- Theatrical poster
- Directed by: B. N. Rao
- Screenplay by: Kambadasan
- Story by: B. S. Ramaiah
- Starring: Ranjan T. R. Rajakumari M. G. Ramachandran K. L. V. Vasantha
- Music by: Nagercoil K. Mahadevan
- Production company: Bhaskar Pictures
- Release date: 16 February 1945;
- Country: India
- Language: Tamil

= Saalivaahanan =

Saalivaahanan is a Tamil language film starring Ranjan, T. R. Rajakumari, M. G. Ramachandran and K. L. V. Vasantha. The film was released in 1945. No print of the film is known to survive, making it a lost film.

== Cast ==
- Male
- Ranjan as Saalivahanan
- M. G. Ramachandran as Vikramaditya
- Nagercoil K. Mahadevan
- T. S. Balaiah
- N. S. Krishnan
- Female
- T. R. Rajakumari as Princess Chandralekha
- K. L. V. Vasantha as Vikramaditya's sister
- M. R. Santhanalakshmi
- T. A. Madhuram

== Production ==
The film had a sequence, a love scene between Ranjan and T. R. Rajakumari, in colour.
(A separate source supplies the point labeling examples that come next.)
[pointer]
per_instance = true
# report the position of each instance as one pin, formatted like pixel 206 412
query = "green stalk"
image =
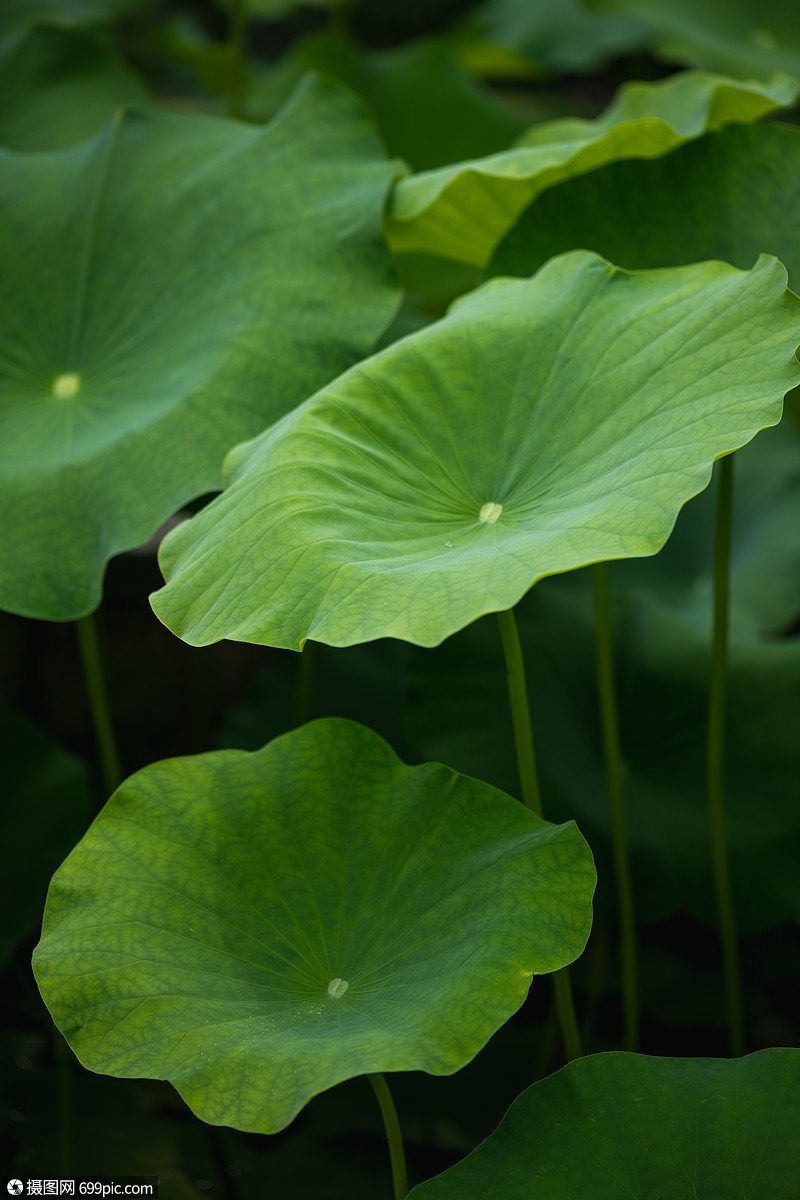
pixel 95 683
pixel 304 693
pixel 236 47
pixel 65 1105
pixel 531 797
pixel 715 760
pixel 519 711
pixel 394 1135
pixel 606 691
It was done by hand-tinting each frame of the sequence. M. G. Ramachandran, who was acting in minor roles at that time, played as villain. According to film historian Randor Guy, during the shooting of a sword fight between Ranjan and Ramachandran, the latter complained to the director that "Ranjan was putting in too much of realism in the fencing which was likely to hurt him!"

== Soundtrack ==
1. Kayirai edutthukko by N. S. Krishnan & T. A. Madhuram

== Reception ==
According to film historian Randor Guy, Saalivaahanan did not do well at the box office and the producers lost heavily in the process. He stated the film would be remembered for coloured sequence and the comedy of Krishnan-Mathuram.